Par un mémoire en défense, enregistré le 13 février 2024, la commune de Y, représentée par Me X, conclut au rejet de la requête et demande en outre au tribunal de mettre à la charge de l’association CRAC Europe la somme de 3 000 euros à lui verser en application des dispositions de l’article L. 761-1 du code de justice administrative.
Elle soutient que :
- la requête est irrecevable dès lors que l’association n’a ni intérêt, ni qualité pour agir ;
- les moyens soulevés par l’association CRAC Europe ne sont pas fondés.
Vu les autres pièces du dossier.
Vu :
- le code pénal ;
- le code de justice administrative.
Les parties ont été régulièrement averties du jour de l’audience.
Ont été entendus au cours de l’audience publique :
- le rapport de Mme X,
- les conclusions de Mme Lorriaux, rapporteure publique,
- les observations de Me Y, représentant l’association comité radicalement anti-corrida (CRAC Europe),
- et les observations de Me X, représentant la commune de Y.
Une note en délibéré, présentée pour la commune de Y, a été enregistrée le 16 mai 2024.
N° 2302172 3
Considérant ce qui suit :
1. Par deux délibérations du 11 avril 2023, le conseil municipal de la commune de Y a approuvé le règlement taurin municipal (RTM), d’une part, et a autorisé la tenue d’un spectacle taurin relevant du RTM, d’autre part. Par la présente requête, l’association comité radicalement anti-corrida (CRAC Europe) demande au tribunal d’annuler ces deux délibérations du 11 avril 2023 ainsi que les décisions du maire de Y d’autoriser une corrida le 15 juillet 2023 dans les arènes municipales et de refuser de faire usage de ses pouvoirs de police pour faire cesser le trouble à l’ordre public résultant de l’organisation de la corrida du 15 juillet 2023.
Sur les fins de non-recevoir opposées par la commune de Y :
2. Aux termes de l’article 2 des statuts de l’association CRAC Europe : « Le CRAC Europe est une association à but non lucratif de protection de la vie animale et humaine. Ses buts sont d’initier, de réaliser et de coordonner les actions de toute personne physique et morale pour l’abolition de toutes les activités cruelles comportant la torture et/ou la mort de tout être vivant, y compris les transports. Cette action concerne directement la corrida, mais aussi les combats de coqs et de façon générale toutes les activités récréatives portant atteinte au bien- être de tout être vivant ». En principe, le fait qu’une décision administrative ait un champ d’application territorial fait obstacle à ce qu’une association ayant un ressort national justifie d’un intérêt lui donnant qualité pour en demander l’annulation. Il peut en aller autrement lorsque la décision soulève, en raison de ses implications, notamment dans le domaine des libertés publiques, des questions qui, par leur nature et leur objet, excèdent les seules circonstances locales.

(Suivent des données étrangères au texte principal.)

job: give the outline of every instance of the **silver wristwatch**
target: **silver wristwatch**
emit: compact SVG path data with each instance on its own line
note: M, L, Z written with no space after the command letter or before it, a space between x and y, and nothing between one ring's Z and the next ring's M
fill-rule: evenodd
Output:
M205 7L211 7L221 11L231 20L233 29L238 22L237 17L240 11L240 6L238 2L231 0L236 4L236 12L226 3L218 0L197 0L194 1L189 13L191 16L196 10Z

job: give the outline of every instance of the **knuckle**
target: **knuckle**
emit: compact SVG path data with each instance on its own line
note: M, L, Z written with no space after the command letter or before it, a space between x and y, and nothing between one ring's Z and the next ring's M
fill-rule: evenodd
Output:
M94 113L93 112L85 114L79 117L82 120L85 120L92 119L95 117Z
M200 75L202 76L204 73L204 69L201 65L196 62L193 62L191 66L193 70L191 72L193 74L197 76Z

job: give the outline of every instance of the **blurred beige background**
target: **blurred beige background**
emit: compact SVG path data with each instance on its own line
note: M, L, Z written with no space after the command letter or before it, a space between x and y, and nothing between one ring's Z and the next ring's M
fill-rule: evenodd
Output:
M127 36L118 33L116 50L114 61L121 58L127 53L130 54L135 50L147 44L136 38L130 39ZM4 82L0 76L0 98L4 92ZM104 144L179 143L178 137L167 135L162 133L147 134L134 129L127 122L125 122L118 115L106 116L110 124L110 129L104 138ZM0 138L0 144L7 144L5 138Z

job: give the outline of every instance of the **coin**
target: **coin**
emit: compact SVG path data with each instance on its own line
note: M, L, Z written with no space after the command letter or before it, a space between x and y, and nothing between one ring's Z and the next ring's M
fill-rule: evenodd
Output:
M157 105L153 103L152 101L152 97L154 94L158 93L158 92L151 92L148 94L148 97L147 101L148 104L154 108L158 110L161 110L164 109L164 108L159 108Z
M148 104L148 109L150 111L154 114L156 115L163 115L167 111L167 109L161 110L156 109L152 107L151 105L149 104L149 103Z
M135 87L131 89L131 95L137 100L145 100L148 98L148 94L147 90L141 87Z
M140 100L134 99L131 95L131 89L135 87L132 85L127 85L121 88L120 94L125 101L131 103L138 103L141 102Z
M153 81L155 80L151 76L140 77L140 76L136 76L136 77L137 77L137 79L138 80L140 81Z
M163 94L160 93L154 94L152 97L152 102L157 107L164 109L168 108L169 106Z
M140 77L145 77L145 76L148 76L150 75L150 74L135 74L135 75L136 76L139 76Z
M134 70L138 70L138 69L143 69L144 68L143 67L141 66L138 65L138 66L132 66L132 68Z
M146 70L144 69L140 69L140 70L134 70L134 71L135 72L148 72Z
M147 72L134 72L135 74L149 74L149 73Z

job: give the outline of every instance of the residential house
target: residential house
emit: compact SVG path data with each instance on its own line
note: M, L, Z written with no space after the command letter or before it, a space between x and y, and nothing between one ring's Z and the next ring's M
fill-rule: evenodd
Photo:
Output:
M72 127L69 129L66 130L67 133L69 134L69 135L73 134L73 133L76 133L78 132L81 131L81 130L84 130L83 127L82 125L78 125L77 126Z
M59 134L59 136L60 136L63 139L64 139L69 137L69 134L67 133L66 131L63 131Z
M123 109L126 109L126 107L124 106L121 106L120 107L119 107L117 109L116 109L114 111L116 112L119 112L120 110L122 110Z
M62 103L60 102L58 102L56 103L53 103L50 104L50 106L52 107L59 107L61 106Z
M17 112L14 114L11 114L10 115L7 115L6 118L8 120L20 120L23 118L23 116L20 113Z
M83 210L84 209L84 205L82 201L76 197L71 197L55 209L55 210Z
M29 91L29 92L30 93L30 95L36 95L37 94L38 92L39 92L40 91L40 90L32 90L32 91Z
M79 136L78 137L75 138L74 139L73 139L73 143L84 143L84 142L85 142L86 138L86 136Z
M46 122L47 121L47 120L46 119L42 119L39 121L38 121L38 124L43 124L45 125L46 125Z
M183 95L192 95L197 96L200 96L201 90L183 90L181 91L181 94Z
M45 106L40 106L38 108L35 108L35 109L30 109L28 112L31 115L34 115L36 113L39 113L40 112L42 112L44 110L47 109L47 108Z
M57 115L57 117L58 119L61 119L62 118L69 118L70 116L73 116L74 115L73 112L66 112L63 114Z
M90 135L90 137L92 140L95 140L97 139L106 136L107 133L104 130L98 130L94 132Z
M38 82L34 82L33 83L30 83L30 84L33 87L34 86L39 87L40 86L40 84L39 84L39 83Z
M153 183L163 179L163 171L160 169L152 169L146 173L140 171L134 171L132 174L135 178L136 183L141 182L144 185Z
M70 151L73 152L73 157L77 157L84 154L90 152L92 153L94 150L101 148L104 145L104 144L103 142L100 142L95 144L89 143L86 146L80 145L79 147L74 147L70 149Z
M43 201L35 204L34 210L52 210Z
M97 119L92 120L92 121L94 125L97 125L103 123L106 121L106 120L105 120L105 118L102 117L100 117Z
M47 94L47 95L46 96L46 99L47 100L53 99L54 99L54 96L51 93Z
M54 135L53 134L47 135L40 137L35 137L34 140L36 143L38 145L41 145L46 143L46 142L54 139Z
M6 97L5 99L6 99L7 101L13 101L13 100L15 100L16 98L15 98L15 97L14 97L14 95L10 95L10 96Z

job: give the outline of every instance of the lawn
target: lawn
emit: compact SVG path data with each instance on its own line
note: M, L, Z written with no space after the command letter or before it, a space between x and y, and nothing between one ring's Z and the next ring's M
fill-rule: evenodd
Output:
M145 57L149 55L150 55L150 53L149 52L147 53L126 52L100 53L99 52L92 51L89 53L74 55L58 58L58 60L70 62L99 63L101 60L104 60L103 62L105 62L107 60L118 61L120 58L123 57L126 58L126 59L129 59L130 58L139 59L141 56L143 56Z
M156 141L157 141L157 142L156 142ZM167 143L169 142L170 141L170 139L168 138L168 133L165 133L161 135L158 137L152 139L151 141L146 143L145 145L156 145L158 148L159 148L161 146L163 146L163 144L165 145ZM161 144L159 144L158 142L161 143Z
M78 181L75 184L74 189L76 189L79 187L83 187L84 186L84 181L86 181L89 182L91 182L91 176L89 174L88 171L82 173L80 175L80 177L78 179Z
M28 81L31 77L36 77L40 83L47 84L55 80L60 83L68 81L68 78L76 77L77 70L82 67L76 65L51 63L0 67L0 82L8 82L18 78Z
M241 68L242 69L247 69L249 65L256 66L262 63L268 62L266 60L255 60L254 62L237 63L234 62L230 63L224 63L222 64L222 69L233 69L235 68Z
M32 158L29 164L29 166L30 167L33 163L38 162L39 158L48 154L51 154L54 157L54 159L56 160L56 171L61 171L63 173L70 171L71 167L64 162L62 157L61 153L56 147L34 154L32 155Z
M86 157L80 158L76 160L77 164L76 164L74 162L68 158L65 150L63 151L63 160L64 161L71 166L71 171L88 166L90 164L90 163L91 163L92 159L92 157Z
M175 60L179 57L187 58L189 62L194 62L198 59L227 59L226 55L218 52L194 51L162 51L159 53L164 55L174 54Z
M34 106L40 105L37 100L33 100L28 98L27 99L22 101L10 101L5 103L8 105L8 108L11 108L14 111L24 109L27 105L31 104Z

3. Les décisions attaquées, qui sont relatives à l’organisation de courses de taureaux avec mise à mort dans la commune de Y, ont un objet local. Néanmoins une telle question étant susceptible d’être rencontrée dans d’autres communes, les décisions ont une portée excédant leur seul objet local. La fin de non-recevoir tirée de l’absence d’intérêt à agir de l’association requérante doit être écartée.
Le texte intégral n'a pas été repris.